I can send you the raw data for sure; which file is it?
Have been seeing this myself lately – anything I can do to send data along or get it looked at? This thread seems to have died down. Thanks!
Where have you seen it exactly? Can you share a screenshot?
Would a “simple” fix be to just block anonymous users from searching for anything that regexes like a domain?
It looks like you could win by simply banning all searches for .cn
domains, somehow, but the actual impact is so low here (and what they are doing is so pointlessly ineffective) it’s hard to justify any engineering effort.
Our site is seeing something similar, but slightly different.
We appear to have some kind of bot performing a daily search on our forum for a few keywords.
Is there a way to block specific search terms?
Or, a way to link a search term to an IP address, then in turn to block that IP?
These, for example, are significantly skewing our search term data analysis:
Capybara is part of discobot. That you see that is a good sign that discobot is working and people are making it through the new user tutorial.

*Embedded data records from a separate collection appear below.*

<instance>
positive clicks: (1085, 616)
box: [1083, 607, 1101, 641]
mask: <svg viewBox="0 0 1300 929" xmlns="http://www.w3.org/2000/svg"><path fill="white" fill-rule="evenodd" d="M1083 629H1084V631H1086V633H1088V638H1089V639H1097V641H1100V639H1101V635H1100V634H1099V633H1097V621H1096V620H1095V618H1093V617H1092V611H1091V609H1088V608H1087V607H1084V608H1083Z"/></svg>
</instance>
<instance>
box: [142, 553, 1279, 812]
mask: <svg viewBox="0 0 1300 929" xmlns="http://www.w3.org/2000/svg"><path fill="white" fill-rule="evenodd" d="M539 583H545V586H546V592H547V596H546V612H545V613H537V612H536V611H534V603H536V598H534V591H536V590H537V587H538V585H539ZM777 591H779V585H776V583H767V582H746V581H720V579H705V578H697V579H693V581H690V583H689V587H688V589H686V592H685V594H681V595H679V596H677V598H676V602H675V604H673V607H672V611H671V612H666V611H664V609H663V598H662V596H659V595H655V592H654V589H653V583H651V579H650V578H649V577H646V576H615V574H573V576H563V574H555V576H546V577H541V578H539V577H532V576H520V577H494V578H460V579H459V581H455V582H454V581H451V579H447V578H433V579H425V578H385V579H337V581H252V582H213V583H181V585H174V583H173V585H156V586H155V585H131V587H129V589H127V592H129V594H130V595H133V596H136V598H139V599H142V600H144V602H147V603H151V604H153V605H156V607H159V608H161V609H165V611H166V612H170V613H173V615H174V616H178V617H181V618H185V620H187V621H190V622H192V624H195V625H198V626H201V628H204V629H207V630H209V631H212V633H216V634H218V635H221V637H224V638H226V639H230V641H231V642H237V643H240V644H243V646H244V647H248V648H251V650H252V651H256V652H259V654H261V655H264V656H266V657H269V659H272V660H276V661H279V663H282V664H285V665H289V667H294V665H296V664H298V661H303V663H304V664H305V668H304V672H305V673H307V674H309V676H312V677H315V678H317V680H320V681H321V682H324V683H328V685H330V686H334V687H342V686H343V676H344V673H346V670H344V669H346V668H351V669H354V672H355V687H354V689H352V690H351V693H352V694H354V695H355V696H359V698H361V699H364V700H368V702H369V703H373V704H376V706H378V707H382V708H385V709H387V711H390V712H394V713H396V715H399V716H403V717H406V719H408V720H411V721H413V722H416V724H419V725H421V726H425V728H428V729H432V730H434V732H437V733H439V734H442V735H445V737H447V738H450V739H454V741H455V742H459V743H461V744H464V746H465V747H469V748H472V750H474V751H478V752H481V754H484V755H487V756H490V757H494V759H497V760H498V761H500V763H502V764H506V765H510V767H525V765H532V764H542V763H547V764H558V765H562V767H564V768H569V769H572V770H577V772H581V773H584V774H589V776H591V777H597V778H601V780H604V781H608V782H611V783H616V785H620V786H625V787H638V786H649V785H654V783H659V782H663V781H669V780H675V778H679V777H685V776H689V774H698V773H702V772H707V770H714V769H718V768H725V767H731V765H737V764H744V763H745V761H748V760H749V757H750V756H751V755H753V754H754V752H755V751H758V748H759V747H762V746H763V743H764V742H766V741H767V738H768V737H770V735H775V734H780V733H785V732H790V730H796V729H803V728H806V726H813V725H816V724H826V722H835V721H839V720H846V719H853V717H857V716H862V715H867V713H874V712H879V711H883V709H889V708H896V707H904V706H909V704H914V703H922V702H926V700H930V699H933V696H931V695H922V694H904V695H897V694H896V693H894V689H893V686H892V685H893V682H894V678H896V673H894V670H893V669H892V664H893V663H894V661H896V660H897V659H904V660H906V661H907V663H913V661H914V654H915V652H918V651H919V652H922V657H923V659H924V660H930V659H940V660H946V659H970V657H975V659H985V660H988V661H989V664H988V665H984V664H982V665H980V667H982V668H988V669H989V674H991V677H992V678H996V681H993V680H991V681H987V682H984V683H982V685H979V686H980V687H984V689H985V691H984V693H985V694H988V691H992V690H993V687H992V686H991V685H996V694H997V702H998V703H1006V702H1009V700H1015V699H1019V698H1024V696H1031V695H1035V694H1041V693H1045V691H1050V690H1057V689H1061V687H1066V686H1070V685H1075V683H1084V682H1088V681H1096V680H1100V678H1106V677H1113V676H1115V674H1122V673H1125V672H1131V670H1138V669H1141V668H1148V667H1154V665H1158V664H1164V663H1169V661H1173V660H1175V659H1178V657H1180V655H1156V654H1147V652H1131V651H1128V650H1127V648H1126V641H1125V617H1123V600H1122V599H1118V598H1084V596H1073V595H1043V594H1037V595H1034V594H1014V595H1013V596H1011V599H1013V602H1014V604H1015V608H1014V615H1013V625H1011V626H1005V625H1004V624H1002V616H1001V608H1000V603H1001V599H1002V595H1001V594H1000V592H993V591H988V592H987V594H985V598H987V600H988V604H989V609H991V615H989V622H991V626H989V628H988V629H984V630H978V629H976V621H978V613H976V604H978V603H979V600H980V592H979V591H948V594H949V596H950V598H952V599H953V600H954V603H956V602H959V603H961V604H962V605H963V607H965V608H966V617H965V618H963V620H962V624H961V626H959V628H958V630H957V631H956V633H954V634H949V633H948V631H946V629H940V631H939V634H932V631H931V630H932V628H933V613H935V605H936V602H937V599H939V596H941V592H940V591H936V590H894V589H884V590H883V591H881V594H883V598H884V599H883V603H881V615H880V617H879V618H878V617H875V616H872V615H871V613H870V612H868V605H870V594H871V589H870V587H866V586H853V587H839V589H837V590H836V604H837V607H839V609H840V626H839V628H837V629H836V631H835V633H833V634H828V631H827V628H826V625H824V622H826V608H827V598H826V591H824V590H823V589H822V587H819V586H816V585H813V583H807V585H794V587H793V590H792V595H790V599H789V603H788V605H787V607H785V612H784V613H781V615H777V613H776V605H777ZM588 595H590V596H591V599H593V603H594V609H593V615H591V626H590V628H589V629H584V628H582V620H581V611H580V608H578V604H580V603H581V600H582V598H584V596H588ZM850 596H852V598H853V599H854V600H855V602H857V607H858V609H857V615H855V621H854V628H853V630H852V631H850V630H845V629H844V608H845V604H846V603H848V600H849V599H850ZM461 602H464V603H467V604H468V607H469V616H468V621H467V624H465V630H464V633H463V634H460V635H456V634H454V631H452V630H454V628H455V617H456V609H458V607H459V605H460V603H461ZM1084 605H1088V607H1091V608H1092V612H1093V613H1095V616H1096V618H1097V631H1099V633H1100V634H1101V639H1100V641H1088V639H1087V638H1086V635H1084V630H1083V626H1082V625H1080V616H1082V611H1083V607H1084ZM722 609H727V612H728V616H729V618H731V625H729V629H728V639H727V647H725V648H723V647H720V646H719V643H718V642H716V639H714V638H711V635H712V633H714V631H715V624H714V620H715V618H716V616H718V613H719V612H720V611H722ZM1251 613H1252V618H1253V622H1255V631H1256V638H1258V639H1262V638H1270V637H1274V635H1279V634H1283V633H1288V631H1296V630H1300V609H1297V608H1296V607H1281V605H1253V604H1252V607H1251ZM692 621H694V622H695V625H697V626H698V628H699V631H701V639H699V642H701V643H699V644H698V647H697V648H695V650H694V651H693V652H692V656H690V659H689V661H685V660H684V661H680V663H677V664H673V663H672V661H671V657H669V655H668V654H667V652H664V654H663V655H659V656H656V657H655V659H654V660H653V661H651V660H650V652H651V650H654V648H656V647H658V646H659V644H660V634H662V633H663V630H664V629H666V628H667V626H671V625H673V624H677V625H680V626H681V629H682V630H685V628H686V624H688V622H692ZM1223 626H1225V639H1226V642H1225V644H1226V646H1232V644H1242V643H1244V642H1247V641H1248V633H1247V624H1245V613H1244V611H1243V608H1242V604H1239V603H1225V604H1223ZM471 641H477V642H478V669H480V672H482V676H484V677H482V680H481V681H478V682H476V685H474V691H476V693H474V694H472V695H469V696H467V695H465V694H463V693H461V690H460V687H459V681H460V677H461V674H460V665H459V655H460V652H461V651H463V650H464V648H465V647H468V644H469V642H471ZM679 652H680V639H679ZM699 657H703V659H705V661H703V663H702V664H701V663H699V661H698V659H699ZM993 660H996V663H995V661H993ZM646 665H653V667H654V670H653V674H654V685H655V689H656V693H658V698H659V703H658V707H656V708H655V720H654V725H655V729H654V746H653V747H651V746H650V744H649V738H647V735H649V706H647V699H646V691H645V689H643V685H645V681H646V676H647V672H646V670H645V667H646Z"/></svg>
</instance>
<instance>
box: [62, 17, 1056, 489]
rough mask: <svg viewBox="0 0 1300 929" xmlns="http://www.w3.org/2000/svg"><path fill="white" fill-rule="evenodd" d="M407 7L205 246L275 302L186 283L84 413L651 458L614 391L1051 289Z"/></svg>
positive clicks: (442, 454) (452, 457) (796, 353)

The others I do not recognize.
I am not sure what the issue is honestly with having some random keywords on this list. A bit weird, sure, but you are the only one who sees it.
Maybe some ability to prune this list would be interesting. Eg never show me again how many people searched for capybara on my site. But not a high priority methinks.
Sorry to revive this old topic, I am facing a lot of the same spam.
How would one ban all searches for .cn
domains?
I’ve already added a filter to the blocked word list, but searches are still coming through
Not sure what the point of these are, but it’s extremely annoying to see so much spam between search logs
We’re still getting all manner of useless stuff appearing in our search results.
I’m guessing its a (search) bot of some sorts as it all comes flooding in on one date, then disappears for another month.
I tried adding some keywords to our blocked words list but that doesn’t seem to stop people searching for those keywords, it only stops them posting those words.
I’m sure I’ve asked this before, can we turn off search functionality for users that are not logged in?
Or does anyone have any suggestions on how to resolve or work around this? Our search logs are meaningless when they’re full of bots/junk
Because originally:
But now our search logs are just absolutely useless.
Look at this:
Only one valid search appears in the entire month.
It’s beyond useless
I genuinely welcome any advice on how to tackle this, or how to prevent non-logged in users from performing a search.
There is a hidden site setting named rate_limit_search_anon_global
that can be used to limit this.
Details are in site_settings.yml
, it’s expecting an integer value:
Thanks @Canapin
I was thinking I’d have to enable it via the rails console like some other hidden settings.
Would you happen to know what that value is measured in? Is it the number of searches allowed per minute or something?
Exactly this
For the record, you can see the unit of time it uses here: discourse/search_controller.rb at 8222810099de787e844881da42df1702700b9760 · discourse/discourse · GitHub
RateLimiter.new(nil, "search-min-anon-global", SiteSetting.rate_limit_search_anon_global, 1.minute).performed!
I don’t know how Discourse works, but I always have a copy of the repo on my computer to search for some terms in the code and grab some info, it’s very helpful.
Github search is less effective and often doesn’t return anything.